Non ero mai entrata in quel posto, ovviamente, ma constatai che
almeno su qualcosa Kenneth aveva detto la verità...

Auto sportive di ogni genere, modello, colore si trovavano disposte su due piani, ben curate, lucide, pronte per esser messe in moto. Mi colpì particolarmente la meravigliosa Ferrari mild hybrid, del classico color rosso fiammeggiante. Non ci pensai due volte, visto che le chiavi erano inserite e la macchina aperta, ad alzare un po' di
più la saracinesca, in modo che potessi uscire.

Corsi verso l'auto. Aprii di scatto il portellone e mi sedetti, accomodandomi per bene sul sedile in modo da arrivare ai pedali, premetti il piede su di essi e sgommai fuori di lì.

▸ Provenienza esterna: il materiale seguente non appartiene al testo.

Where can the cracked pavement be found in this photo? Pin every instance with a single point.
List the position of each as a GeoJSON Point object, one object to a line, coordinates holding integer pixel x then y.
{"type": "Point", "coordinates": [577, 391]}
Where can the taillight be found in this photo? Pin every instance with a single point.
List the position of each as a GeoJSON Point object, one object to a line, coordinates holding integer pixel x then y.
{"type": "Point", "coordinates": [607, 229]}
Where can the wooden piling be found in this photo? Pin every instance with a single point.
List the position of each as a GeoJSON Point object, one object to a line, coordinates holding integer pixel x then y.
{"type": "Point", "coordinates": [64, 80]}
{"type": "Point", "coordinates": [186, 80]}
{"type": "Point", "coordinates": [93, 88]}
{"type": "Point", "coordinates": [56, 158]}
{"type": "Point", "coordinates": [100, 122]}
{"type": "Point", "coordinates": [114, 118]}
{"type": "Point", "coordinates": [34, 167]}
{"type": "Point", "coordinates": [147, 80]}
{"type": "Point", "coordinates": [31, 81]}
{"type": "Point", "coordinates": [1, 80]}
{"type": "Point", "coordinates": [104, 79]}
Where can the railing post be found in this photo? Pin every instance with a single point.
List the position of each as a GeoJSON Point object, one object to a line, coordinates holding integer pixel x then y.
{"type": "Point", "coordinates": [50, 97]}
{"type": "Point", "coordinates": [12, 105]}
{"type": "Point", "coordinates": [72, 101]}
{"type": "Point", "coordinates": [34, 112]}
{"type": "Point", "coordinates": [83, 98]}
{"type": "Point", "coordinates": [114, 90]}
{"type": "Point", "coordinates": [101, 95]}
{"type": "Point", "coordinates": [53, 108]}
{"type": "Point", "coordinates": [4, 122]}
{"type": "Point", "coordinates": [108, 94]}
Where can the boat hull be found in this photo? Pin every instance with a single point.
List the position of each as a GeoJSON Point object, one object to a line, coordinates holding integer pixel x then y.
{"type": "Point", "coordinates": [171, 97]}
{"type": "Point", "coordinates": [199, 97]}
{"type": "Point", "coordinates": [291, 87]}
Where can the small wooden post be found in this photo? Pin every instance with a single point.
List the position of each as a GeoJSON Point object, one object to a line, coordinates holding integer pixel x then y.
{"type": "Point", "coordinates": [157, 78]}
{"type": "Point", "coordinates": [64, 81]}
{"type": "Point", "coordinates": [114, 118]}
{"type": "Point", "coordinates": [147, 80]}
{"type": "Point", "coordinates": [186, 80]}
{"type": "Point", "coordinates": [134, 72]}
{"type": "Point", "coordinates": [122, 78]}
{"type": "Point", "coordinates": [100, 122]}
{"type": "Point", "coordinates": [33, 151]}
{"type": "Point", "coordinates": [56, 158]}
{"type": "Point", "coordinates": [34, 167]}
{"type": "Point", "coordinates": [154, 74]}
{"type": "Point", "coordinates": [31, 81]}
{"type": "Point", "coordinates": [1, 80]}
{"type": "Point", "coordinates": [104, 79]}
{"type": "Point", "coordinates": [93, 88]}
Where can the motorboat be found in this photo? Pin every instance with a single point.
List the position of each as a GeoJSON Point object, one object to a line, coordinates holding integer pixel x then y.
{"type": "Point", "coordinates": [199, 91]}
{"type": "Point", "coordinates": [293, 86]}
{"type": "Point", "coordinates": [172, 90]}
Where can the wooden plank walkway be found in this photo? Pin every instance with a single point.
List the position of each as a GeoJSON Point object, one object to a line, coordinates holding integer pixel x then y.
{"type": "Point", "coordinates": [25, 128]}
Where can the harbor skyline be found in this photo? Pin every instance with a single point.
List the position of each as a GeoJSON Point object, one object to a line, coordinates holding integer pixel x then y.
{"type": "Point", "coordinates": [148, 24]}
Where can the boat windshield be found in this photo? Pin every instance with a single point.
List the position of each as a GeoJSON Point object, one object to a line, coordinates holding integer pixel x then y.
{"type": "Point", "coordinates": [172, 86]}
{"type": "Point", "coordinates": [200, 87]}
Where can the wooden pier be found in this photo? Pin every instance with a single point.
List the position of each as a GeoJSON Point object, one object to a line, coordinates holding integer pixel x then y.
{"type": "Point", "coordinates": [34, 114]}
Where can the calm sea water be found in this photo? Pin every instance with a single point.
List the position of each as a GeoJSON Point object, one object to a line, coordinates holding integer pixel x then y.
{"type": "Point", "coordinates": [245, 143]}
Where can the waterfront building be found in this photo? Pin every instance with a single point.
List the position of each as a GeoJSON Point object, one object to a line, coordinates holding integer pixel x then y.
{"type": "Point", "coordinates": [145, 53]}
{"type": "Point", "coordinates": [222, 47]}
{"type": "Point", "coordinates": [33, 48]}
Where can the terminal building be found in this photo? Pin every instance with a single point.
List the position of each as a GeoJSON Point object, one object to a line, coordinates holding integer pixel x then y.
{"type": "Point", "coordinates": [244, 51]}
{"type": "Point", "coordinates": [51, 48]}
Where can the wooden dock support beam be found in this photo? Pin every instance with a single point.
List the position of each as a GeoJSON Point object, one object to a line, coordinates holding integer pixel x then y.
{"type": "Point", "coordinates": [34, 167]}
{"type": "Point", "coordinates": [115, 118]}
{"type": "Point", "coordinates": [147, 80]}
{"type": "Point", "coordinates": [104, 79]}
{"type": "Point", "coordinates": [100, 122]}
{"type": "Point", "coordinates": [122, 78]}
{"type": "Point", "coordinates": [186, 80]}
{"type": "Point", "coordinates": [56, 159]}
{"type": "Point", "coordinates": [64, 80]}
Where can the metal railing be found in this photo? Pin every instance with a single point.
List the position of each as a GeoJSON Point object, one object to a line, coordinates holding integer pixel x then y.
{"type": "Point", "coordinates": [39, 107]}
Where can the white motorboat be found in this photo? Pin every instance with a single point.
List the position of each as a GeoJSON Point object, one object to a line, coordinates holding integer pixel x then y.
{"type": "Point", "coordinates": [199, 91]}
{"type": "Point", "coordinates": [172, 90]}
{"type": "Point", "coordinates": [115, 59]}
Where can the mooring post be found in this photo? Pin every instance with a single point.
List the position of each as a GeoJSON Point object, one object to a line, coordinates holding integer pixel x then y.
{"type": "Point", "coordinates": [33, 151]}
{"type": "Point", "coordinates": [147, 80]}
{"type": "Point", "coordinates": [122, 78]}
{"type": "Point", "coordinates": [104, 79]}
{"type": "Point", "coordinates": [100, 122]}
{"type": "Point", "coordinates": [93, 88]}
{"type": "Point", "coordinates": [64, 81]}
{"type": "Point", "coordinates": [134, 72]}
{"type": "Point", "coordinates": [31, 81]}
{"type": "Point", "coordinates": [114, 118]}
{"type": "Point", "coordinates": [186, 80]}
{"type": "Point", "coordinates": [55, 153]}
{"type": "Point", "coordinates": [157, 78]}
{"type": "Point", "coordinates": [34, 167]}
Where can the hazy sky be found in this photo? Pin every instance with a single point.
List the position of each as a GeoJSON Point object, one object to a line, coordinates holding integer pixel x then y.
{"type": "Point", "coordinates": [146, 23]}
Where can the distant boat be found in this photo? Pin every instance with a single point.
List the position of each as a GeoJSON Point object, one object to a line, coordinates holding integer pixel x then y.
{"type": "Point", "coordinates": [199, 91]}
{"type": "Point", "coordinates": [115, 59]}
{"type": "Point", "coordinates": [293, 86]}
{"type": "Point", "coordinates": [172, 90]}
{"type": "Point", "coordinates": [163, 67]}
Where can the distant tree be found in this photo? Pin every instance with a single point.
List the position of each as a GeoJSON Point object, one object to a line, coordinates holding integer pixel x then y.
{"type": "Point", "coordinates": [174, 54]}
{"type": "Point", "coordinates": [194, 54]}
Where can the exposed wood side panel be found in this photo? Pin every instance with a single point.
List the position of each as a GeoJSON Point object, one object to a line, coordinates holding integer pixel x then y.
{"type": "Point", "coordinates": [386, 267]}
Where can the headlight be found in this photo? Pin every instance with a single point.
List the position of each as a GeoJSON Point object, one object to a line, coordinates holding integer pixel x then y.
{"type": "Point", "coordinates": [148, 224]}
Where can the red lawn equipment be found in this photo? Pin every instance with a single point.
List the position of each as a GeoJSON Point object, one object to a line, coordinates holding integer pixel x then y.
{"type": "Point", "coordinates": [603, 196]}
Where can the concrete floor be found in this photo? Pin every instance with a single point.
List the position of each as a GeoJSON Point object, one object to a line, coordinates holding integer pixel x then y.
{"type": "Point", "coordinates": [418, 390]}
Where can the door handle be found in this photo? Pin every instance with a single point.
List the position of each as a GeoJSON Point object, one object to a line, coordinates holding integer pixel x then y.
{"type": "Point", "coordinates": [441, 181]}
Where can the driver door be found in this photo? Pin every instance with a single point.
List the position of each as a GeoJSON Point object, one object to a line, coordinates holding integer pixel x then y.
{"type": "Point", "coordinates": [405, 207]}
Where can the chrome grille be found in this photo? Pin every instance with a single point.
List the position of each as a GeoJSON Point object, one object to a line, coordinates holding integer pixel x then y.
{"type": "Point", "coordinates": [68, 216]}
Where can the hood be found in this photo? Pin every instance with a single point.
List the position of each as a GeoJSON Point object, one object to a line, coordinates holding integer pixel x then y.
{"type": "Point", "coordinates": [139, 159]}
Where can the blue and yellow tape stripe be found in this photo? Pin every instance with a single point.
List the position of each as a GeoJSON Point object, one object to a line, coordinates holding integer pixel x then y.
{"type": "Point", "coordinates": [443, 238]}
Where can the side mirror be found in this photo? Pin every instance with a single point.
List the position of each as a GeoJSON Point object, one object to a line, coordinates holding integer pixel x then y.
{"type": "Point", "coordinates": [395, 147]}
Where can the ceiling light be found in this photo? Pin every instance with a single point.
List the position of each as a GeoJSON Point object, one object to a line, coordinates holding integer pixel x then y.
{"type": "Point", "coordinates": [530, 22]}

La zona era un po' come la terra di nessuno. Solamente quell'edificio e pochi altri, ugualmente abbandonati e scalcinati, occupavano a distanza di centinaia di metri l'uno dall'altro gli
appezzamenti di terreno che si estendevano per svariati chilometri
tra prati verdi ed incolti, sterrato ed un accenno di superstrada, ormai in disuso per via delle nuove e più veloci vie di comunicazione, al limitare della periferia di Monaco. Il luogo perfetto per spingere come si deve sull'acceleratore e guidare senza pensieri.

E così feci; la sola cosa che mi facesse sentire totalmente libera,
almeno per qualche momento. Spudoratamente incurante di tutto e tutti. Solo per pochi istanti. Probabilmente minuti, o secondi.
Una volta che il brivido causato dall'adrenalina si affievoliva, la
realtà mi si sbatteva bruscamente in faccia, il suo sapore aspro mi
pervadeva, ed inseguito quello amaro delle lacrime, che solcavano profondamente le mie guance, segnando allo stesso tempo il loro
percorso sull'anima, imprimendo lo stesso con talmente tanta durezza da bruciare, rimarcando le cicatrici indelebili sul mio cuore, dalle quali il sangue sgorgava ancora a fiotti, senza mai risanarsi, stretto nella morsa lancinante dello sdegno che attanagliava la mia sgradevole e vergognosa persona.